L’effet de la propagande russe est important. Le cas du régiment Azov a été utilisé pour présenter l’Ukraine comme un pays nazi, mais cela reste très marginal dans le mouvement de défense de l’Ukraine, souligne Louis Audet Gosselin, directeur scientifique et stratégique du Centre de prévention de la radicalisation menant à la violence. Cependant, il estime que plus le conflit se prolonge, plus le risque que Azov recrute des combattants étrangers issus de groupes suprémacistes ou néonazis est plausible. Des groupes similaires en Europe ont déjà exhorté leurs membres à se joindre à la lutte pour défendre l’Ukraine, selon l’organisme SITE Intelligence Group. Dans le passé, des volontaires étrangers issus de la mouvance d’extrême droite ont déjà apporté leur soutien au bataillon Azov.
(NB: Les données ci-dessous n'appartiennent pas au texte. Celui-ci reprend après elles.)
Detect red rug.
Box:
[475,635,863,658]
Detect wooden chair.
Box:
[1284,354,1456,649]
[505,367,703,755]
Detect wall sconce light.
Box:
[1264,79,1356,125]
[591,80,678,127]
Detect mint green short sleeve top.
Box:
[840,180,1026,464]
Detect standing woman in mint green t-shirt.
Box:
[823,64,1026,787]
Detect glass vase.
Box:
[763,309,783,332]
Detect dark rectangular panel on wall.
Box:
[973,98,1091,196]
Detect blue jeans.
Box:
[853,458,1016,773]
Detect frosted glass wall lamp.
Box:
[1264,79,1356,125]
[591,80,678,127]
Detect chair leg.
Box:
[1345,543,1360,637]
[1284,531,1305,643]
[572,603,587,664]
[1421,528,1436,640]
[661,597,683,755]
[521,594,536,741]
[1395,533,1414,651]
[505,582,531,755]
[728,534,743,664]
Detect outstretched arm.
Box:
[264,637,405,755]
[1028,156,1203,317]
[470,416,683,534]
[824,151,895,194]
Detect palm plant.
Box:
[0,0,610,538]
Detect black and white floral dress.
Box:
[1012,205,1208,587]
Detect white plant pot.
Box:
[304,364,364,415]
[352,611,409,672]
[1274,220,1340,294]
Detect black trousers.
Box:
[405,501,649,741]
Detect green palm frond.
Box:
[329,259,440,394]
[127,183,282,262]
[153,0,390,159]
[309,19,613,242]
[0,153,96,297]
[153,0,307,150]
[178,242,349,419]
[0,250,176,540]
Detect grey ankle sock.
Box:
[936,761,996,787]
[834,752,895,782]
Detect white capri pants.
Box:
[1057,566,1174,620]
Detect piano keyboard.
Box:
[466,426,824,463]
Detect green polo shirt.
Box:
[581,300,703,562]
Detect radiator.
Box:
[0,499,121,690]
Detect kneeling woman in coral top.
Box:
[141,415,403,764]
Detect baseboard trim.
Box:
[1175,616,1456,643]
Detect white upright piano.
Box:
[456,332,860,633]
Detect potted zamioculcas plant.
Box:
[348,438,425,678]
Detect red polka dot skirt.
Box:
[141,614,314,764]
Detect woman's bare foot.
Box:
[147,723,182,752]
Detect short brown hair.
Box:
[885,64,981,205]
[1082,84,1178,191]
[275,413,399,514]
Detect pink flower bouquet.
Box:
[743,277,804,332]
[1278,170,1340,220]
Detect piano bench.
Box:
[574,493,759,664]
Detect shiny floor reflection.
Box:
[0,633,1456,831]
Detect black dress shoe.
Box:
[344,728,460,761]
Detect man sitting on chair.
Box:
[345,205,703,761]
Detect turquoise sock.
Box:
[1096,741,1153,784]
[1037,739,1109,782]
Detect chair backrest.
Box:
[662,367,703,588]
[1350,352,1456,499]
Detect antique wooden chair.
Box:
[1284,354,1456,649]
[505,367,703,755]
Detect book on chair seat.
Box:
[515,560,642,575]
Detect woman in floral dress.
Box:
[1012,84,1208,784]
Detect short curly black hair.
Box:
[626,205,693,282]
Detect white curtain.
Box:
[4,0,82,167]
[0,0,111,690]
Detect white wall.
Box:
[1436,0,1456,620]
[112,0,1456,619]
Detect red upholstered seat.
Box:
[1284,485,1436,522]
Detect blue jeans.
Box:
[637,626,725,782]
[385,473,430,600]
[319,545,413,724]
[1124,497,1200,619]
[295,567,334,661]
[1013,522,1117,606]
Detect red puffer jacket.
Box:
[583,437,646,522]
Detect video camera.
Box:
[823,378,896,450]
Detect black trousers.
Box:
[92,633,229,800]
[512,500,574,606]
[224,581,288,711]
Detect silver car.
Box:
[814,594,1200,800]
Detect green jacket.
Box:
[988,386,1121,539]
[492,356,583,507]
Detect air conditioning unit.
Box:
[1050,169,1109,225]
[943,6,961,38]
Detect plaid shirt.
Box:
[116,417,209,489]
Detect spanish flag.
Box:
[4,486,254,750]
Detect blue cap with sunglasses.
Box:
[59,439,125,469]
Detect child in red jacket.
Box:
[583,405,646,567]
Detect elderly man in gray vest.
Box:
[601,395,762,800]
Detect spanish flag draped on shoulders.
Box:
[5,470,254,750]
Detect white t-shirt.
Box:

Il existe une tendance dans les milieux d’extrême droite à trouver des mouvements frères similaires. Ce sont des éléments de mobilisation qui peuvent émerger, mais cela reste marginal et évolue en fonction de l’actualité, estime Louis Audet Gosselin. Le professeur Yann Breault rappelle que la montée de l’extrême droite est un phénomène mondial. On le voit en Pologne, en Scandinavie, et même avec notre “convoi de la liberté” ici, c’est un phénomène qui n’est ni ukrainien ni russe. C’est une manifestation de la déception générale de l’Occident à l’égard de la démocratie libérale.